FIG. 2 depicts a conventional method 50 for printing a complex payload. The method 50 is described in the context of the conventional POS system 10. The conventional UPOS printer drivers 24, therefore, map the commands provided by the UPOS host application 22 to the native commands of the conventional POS printer 30. The complex payload, including commands for the conventional POS printer 30, is provided in a UPOS format from the UPOS host to the conventional UPOS printer drivers 24, via step 52. The conventional UPOS printer drivers 24 map the commands 30 to native commands with which the conventional POS printer 30 is compatible, via step 54. The conventional UPOS printer drivers 24 provide the complex payload to the conventional POS printer 30, via step 56. The conventional UPOS printer drivers 24 also individually track each of the commands provided to the printer, via step 58. For example, in step 58, the conventional UPOS printer drivers 24 individually determine whether each command has reached the conventional POS printer 30, whether any errors occurred for each command, and whether each command has been processed by the conventional POS printer 30. Furthermore, the conventional UPOS printer drivers 24 identify each command with a particular complex payload through step 58. Thus, the conventional UPOS printer drivers 24, and thus the conventional POS system 10, can determine whether the complex payload was processed correctly.

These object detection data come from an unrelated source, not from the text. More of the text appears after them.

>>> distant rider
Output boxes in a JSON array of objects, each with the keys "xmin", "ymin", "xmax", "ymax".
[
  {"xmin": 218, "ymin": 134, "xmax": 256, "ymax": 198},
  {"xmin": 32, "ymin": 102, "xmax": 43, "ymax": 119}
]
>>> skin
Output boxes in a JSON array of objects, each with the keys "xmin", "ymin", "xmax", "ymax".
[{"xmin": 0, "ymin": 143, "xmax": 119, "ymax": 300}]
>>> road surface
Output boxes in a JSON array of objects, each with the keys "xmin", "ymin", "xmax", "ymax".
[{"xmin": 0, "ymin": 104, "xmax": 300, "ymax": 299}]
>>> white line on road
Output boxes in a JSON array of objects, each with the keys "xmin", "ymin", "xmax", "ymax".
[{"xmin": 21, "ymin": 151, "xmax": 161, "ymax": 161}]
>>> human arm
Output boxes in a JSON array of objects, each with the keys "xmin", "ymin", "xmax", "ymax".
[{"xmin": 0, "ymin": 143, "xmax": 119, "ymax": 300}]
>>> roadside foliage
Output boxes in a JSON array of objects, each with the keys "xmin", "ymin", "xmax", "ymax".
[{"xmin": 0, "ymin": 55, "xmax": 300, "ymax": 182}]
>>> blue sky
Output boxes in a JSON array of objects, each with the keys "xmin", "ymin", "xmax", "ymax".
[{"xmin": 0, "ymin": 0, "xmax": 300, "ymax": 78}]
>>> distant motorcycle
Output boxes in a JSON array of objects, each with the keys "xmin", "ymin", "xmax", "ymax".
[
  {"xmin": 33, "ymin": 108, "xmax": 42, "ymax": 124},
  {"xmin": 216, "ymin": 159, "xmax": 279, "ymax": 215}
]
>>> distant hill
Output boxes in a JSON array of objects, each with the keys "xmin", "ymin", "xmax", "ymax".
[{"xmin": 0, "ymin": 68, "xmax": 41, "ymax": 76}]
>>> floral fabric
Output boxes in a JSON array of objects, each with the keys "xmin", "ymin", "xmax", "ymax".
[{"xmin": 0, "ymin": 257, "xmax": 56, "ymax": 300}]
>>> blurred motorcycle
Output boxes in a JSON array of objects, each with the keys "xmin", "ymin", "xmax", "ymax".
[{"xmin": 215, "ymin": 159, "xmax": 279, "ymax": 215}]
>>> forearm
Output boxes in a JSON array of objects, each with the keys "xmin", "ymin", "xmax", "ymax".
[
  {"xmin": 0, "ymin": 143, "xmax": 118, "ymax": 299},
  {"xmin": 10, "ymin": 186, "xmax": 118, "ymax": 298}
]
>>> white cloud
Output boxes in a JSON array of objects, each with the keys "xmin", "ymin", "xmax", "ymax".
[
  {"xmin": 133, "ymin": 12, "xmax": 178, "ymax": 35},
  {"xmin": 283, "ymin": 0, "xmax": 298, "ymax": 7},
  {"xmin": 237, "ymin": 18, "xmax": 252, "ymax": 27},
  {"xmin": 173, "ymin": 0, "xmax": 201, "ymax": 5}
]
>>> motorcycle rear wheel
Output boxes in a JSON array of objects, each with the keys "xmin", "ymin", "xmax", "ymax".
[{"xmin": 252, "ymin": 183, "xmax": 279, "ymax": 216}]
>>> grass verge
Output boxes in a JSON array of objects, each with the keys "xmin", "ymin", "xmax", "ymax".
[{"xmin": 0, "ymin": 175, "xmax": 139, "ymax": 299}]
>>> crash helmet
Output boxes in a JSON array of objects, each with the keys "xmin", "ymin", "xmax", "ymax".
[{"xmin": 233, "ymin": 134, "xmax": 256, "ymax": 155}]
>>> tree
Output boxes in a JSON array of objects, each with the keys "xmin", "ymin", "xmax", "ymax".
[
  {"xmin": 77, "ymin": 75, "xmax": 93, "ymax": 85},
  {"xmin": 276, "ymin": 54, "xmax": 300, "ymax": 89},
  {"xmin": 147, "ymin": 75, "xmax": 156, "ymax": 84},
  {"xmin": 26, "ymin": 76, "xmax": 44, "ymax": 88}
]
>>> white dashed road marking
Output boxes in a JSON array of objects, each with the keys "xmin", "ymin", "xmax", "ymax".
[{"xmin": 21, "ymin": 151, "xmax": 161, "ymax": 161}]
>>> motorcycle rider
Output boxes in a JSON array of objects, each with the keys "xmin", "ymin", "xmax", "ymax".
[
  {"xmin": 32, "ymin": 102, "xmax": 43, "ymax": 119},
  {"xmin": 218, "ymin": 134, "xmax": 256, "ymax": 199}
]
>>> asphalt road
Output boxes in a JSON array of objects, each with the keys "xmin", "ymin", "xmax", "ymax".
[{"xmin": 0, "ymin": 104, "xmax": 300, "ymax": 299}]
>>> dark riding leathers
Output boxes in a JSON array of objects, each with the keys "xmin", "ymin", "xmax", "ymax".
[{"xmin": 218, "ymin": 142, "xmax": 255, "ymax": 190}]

Once it is confirmed that the last command associated with a particular complex payload has been processed without error, the conventional UPOS printer drivers 24 can destroy reference to the complex payload in the conventional UPOS printer drivers 24, via step 60. Typically, step 60 takes the form of removing a linked list including the commands that is associated with the complex payload.
Although the conventional method 50 and POS system 10 function, one of ordinary skill in the art will readily recognize that the management of complex payloads is inefficient and slow. In particular, the conventional UPOS printer drivers 24 must individually track each command to determine to which each complex payload the command belongs. For example, not only is the data being printed tracked, but the status of each command is individually tracked as the complex payload is sent to and processed by the conventional POS printer 30. Furthermore, in order to remove reference to the complex payload that has been processed, the conventional UPOS printer drivers 24 typically traverse the linked list of commands associated with the complex payload. Such a process can consume a significant amount of processing resources for the conventional POS system 10. In addition, the process of mapping the UPOS commands to the native commands is complex and likely to introduce errors into the complex payload. In the event of an error, the conventional UPOS printer drivers 24 locate the start of the reference to the complex payload and resend the entire complex payload. The process of locating the start of the references to complex payload in the driver can be difficult. Thus, accounting for errors can be more difficult.
Accordingly, what is needed is a system and method for more efficiently managing complex payloads in a POS system. The present invention addresses such a need.